Note that the DataFrame index is the **union** of the indexes of the various Series. If in a Series there are some missing index labels the corresponding cells in the DataFrame are filled with NaN.

In [None]:
data = {
    'constructor': pd.Series(constructors, index=index),
    'titles': pd.Series(titles, index=index),
    'racing': pd.Series(racing, index=index),
}

df = pd.DataFrame(data)
df

#### from a dict of dict

The nested dictionary is firstly converted to a Series. So the final result is the same of the one above.

In [None]:
data = {
    'constructor': dict(zip(index, constructors)),
    'titles': dict(zip(index, titles)),
    'racing': dict(zip(index, racing)),
}

df = pd.DataFrame(data)
df

#### from a list of dicts

Each dictionary is interpreted as a DataFrame row where the dict keys are the column labels.

In [None]:
data = [
    {'constructor':  'Ferrari', 'titles': 16, 'racing':  True,},
    {'constructor': 'Williams', 'titles':  9, 'racing':  True,},
    {'constructor':  'McLaren', 'titles':  8, 'racing':  True,},
    {'constructor':    'Lotus', 'titles':  7, 'racing': False,},
    {'constructor': 'Mercedes', 'titles':  6, 'racing':  True,},
    {'constructor': 'Red Bull', 'titles':  4, 'racing':  True,},
]

df = pd.DataFrame(data, index)
df

### Attributes and Methods

Also DataFrame is a class that has attributes and methods.
Here some examples of the main ones

In [None]:
df.index

In [None]:
df.values

In [None]:
df.columns

In [None]:
df.dtypes

In [None]:
df.shape

In [None]:
len(df)

Some of the most basic and used method are the following:

- `info` to get information about the dataframe structure and content

In [None]:
df.info()

- `head` and `tail` to display the first or the last rows of the dataframe

In [None]:
df.head(3) # show the first 3 rows

In [None]:
df.tail() # show the last 5 rows (5 is the default for both head and tail)

- the transposition `T` to swap rows and columns

In [None]:
df.T

- `set_index` and `reset_index` to modify the dataframe index

In [None]:
df

In [None]:
# with reset_index we can clear the actual index and replace it with a integer 
# sequence that goes from 0 to the dataframe length
df.reset_index(drop=True) # drop avoids the old index to become a column

In [None]:
# set_index transforms a column into the index
df.set_index('constructor')

### Indexing and Selection

You can treat a DataFrame semantically like a dict of like-indexed Series objects. Getting, setting, and deleting columns works with the same syntax as the analogous dict operations. The same can be done with rows but with the help of `loc` and `iloc`.

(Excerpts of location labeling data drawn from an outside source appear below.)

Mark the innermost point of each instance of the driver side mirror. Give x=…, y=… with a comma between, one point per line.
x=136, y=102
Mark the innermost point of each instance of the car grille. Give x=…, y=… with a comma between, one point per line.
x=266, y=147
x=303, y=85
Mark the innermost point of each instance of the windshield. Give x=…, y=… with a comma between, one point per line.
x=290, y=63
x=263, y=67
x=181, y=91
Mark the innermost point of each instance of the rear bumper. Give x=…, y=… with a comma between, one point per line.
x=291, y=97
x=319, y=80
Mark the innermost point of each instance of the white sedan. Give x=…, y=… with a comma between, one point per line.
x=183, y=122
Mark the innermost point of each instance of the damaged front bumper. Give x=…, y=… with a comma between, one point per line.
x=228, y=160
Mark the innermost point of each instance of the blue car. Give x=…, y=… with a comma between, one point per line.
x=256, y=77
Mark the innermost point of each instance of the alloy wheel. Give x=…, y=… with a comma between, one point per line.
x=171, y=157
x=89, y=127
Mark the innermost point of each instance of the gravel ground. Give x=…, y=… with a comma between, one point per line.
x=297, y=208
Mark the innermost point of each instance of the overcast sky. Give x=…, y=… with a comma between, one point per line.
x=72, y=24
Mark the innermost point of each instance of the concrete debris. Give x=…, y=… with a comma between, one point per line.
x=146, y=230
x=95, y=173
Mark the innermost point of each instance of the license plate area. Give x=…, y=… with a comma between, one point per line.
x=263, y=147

| Operation | Syntax | Result |
|---|---|---|
| Select a column | `df[col]` | Series |
| Select a row by label | `df.loc[label]` | Series |
| Select a row by integer location | `df.iloc[loc]` | Series |
| Slice rows | `df[loc0:loc1]` | DataFrame|
| Select rows by boolean vector | `df[bool_vec]`| DataFrame |


In [None]:
# select a column by its name
df['constructor']

In [None]:
# you can also select more than one column
df[['constructor', 'titles']]

In [None]:
# select a row by label
df.loc[3]

In [None]:
# select a row by location
df.iloc[2]

In [None]:
# slice rows
df[1:4]

In [None]:
# select rows by boolean vector/Series
df[df['racing']]

### Iterating

As it was already said,

<font size="6"> **DO NOT ITERATE !!** </font>

**There is (almost) always a better way!**

But if you must, use the `iterrows` and `iteritems` methods.

In [None]:
# iter over rows
for label, row in df.iterrows():
    # the `to_dict` method transform a Series into a dict
    print('label:', label, ', row:', row.to_dict())

In [None]:
# iter over columns
for label, col in df.items():
    # the `to_list` method transform a Series into a list
    print('label:', label, ', col:', col.to_list())

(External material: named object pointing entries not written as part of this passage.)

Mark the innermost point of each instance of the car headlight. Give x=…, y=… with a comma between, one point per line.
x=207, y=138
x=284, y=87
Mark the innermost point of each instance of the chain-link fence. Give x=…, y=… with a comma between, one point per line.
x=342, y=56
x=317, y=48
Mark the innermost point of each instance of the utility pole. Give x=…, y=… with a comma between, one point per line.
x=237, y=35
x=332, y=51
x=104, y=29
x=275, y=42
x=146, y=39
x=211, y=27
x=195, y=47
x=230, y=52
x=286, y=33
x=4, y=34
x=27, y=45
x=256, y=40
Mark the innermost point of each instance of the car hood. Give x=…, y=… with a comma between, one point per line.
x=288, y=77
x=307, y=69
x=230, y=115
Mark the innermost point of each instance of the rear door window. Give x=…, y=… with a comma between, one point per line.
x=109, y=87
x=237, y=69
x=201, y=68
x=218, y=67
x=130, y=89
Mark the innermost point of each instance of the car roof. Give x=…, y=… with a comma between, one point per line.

A possible better way is to use the `apply` method that (as the name implies) applies a function to each row or each column depending on the `axis` parameter and returns a Series whose values are the results of that function. 

In [None]:
# apply the list function along the column axis, i.e.,
# each row is transformed into a list
df.apply(func=list, axis='columns')

In [None]:
# apply the dict function along the index axis, i.e.,
# each column is transformed into a dict
df.apply(func=dict, axis='index')

### Loading data

Most times DataFrames are not built from scratch but they are created starting from an external dataset that can be stored in different file formats.

For each file format supported by pandas (and they are a lot) there is a function that starts read_ followed by the file format. For example for csv files the loading method is `read_csv`. 

Other common file formats are **csv**, **excel**, **json**, **html**, **hdf**, **parquet**, **feather**, **pickle**, etc. Some of these formats require the installation of other Python packages. For example to read an excel files you need to have xlrs package installed.



In [None]:
import os # for functionalities depending on the operating system 

# define the path of the file containing the dataset
data_path = os.path.join('data', 'f1db_csv', 'drivers.csv')

# load the dataset (encoding needed for special characters)
df = pd.read_csv(data_path, encoding='latin1')

# show information
print(df.info())

# show the first 5 rows
df.head()

The loading methods have several parameters that allow for perform simple operations on the dataset during the loading procedure.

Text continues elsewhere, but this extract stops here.